Library reference: deep Gaussian processes¶
For deep GPs, the fundamental class is the GIGP, which implements global inducing methods. Everything else (including local-inducing methods) are implemented in terms of GIGP
- class bayesfunc.GIGP(out_features, inducing_targets=None, log_prec_init=- 4.0, log_prec_lr=1.0, inducing_batch=None)¶
Global inducing point Gaussian process. Takes KG as input and returns features.
- arg:
out_features (int): Number of features to output.
- compulsory kwargs:
inducing_batch (int): Number of inducing points.
- optional kwargs:
inducing_targets: Initial setting of the inducing targets. Oly
log_prec_init: Initial value of the precision. Default to little evidence:
-4.log_prec_lr: Precision learning rate multiplier. Default:
1..
For testing
- bayesfunc.KernelGIGP(in_features, out_features, inducing_batch=None, **kwargs)¶
- bayesfunc.KernelLIGP(in_features, out_features, inducing_batch=None, kernel=None, **kwargs)¶
- class bayesfunc.SqExpKernel(in_features, inducing_batch=None)¶
Squared exponential kernel from features.
- arg:
in_features (int):
inducing_batch (int):
- class bayesfunc.SqExpKernelGram(log_lengthscale=0.0)¶
Squared exponential kernel from Gram matrix.
- optional kwargs:
log_lengthscale (float): initial value for the lengthscale.
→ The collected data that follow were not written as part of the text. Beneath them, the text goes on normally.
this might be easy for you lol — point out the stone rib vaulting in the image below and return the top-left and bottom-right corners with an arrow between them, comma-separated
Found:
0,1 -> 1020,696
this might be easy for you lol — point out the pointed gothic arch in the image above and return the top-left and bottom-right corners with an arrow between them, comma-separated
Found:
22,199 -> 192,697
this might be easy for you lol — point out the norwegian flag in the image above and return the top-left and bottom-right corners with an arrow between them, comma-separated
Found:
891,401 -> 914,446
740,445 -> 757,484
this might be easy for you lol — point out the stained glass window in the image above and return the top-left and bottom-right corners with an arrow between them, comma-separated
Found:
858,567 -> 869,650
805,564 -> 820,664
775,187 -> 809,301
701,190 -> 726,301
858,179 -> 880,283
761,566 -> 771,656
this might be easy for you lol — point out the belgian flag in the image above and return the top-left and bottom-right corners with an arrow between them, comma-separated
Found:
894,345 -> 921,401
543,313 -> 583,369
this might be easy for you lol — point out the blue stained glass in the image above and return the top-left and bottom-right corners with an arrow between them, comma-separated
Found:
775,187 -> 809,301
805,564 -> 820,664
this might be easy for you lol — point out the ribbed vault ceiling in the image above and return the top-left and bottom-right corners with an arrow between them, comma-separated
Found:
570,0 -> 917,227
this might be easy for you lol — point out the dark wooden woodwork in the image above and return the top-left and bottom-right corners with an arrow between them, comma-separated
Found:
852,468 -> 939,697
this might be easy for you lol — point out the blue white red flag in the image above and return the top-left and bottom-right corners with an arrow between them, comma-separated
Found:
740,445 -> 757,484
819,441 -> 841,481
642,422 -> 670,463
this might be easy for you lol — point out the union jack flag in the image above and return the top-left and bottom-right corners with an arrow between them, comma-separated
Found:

Default:
0..
- class bayesfunc.ReluKernelGram¶
Relu kernel from Gram matrix.
- optional kwargs:
log_lengthscale (float): initial value for the lengthscale. Default:
0..
Library reference: deep kernel processes¶
- class bayesfunc.IWLayer(inducing_batch)¶
Inverse Wishart layer from a deep kernel process. Takes a KG as input, and returns KG as output.
- arg:
inducing_batch (int): number of inducing inputs
- class bayesfunc.SingularIWLayer(in_features, inducing_batch)¶
Singular Inverse Wishart layer which takes the input features in a deep kernel process. Takes a features as input, and returns KG as output.
- arg:
in_features (int): number of features
inducing_batch (int): number of inducing points.